When it comes to email signatures, this might look like:


The beauty of this lies in the split between email and a browser. All that we are asking on the email side is that this “light” email signature work properly:

Sam Lewis Carter | TWA
(617) 235-6240 | more

At this juncture we have an email signature that will travel very successfully back-and-forth between Outlook, Gmail, iPhone, Android, Mac Mail, Thunderbird, etc. – all technical problems will basically disappear.

An added bonus is the lack of clutter this two line text signature adds to email correspondence.

Meanwhile, the wealth of contact information is a click away, always available on demand. And because it’s displayed in a browser rather than in an email program, all of the potential of its malfunctioning disappears.

The result of this “splitting apart” of the signature from its content is the streamlining of email correspondence with no resulting loss in personal contact data. We move simply from “always there” to “always there when needed” or, in other words, from pesky to perfect!

I hope this helps you develop the email signature that works for you.
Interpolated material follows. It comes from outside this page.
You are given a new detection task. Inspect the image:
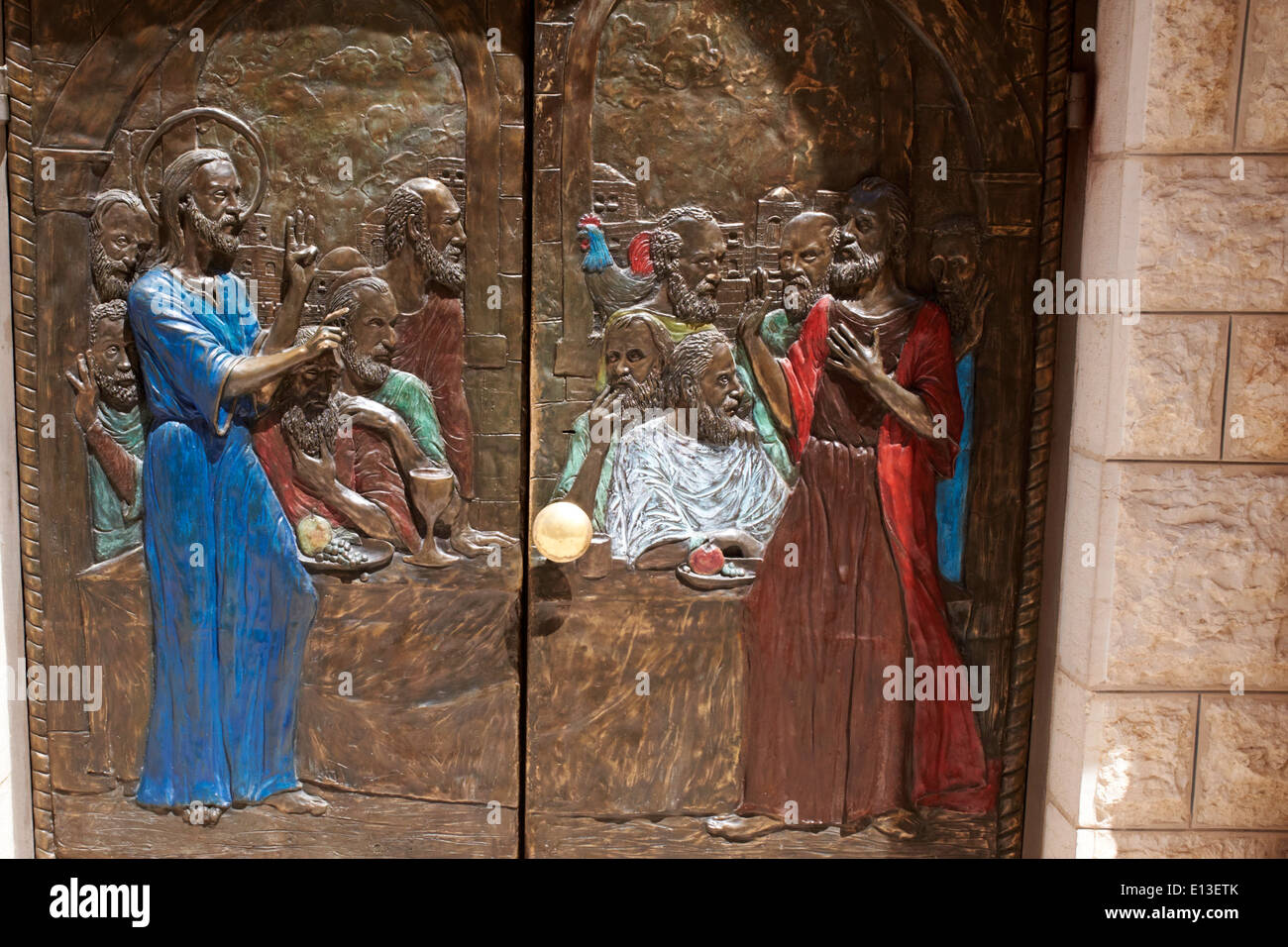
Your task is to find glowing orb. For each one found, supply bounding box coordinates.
[532,500,595,562]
For further detail, take a look at our video on how a two-tier email signature can help you — and your clients.

Let me know your comments or questions below.

  • Jesper Frier

    Spot on Rex!

    Some clients accept our Mobile-Ready best practice guide lines while others ignore the facts, and wants their full blown design to preview perfectly on all email clients and mobile devices.
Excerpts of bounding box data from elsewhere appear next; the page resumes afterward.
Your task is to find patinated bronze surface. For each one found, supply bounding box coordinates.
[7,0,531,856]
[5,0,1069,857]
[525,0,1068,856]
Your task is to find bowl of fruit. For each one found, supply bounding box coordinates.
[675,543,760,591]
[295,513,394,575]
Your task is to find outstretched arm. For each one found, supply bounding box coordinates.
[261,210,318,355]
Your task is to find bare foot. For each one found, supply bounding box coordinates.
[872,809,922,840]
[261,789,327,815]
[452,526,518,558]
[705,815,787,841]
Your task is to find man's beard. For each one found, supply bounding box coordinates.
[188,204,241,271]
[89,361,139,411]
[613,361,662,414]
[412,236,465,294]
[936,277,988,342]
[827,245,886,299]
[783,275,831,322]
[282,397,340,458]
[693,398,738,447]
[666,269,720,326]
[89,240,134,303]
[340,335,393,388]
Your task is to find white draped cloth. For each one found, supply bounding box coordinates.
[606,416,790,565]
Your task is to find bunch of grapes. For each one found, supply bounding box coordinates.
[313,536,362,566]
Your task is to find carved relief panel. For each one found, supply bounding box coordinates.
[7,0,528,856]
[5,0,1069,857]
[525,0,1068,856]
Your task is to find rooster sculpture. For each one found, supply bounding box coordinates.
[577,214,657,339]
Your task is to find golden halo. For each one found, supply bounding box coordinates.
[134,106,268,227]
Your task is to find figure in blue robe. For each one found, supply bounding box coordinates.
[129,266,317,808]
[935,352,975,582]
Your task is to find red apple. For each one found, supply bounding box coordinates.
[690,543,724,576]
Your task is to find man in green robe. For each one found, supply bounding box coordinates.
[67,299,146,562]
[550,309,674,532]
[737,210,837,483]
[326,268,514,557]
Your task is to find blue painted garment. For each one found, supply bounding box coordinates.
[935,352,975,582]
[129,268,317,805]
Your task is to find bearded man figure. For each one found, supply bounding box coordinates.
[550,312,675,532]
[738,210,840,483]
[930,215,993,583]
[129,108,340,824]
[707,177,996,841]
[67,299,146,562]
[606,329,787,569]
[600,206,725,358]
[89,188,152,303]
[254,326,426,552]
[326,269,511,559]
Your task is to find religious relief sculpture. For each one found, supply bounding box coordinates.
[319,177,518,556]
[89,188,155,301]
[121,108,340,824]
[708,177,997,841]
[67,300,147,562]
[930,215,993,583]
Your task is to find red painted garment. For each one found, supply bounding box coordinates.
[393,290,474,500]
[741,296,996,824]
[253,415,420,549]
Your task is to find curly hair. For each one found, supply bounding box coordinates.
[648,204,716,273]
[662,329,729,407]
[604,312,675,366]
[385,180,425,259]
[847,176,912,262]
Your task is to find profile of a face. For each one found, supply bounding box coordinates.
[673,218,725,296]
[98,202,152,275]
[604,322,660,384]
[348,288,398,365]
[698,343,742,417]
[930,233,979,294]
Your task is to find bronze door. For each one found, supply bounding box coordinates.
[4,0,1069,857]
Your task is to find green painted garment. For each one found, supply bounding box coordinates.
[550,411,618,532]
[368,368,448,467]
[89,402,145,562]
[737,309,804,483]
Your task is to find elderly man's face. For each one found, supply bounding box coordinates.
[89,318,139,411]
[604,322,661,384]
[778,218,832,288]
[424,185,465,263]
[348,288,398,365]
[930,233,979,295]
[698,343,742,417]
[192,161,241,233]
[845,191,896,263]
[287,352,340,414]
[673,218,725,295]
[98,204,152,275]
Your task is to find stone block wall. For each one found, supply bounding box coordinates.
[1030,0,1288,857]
    Ask this question and they might reconsider and accept the facts;

    Does your web site preview perfectly on all browsers and versions?

    • Rex Weston

      Hi Jesper, thanks for reading my article. I just had another one published by SitePoint – – that addresses the need to recalibrate user expectations. I know that you and I are both dealing with people wanting more than is possible. I’ve taken to becoming very adamant about what we CANNOT accomplish. It’s too bad that Microsoft and Apple haven’t yet gotten together on how to treat images in email – that would sure make things a lot better for everyone.

  • DanOwen

    Too bad Apple Mail in OSX 10.6.8 doesn’t support HTML signatures. Or does it? Any ideas? Anyone.

  • Basia :-)

    If somebody wants to make me angry, he or she may send me email with long privacy statement and threats. Is it so difficult to kindly ask receiver to notify sender about error without any attempt to scare anybody? It is the sender’s fault, not receivers. Often, if somebody sends me any advertisement, I am used to ask, how could I know, if I am the correct receiver? Should I delete it without reading and notify the sender to *@#$%?

  • Christine Tabor

    Your link to the video doesn’t work…

    • OphelieLechat

      Hi Christine — the link should work now.

  • Fiftyseven

    Wonderful solution. Also appreciate the link to the article concerning expectations and graceful degradation.

  • Brandon Luhring

    This approach keeps a nice clean signature area…but its downside is that tons of people still print emails out for reference and filing. The “more” link retains no usable data when the email is printed. But you could find that happy medium where you provide just enough info. The example shows the phone number, which is good, but having the email address or mobile phone could also be handy.

    I still recommend having at least two versions of signatures. One for new introductions/conversations, and then one for responses that is stripped down.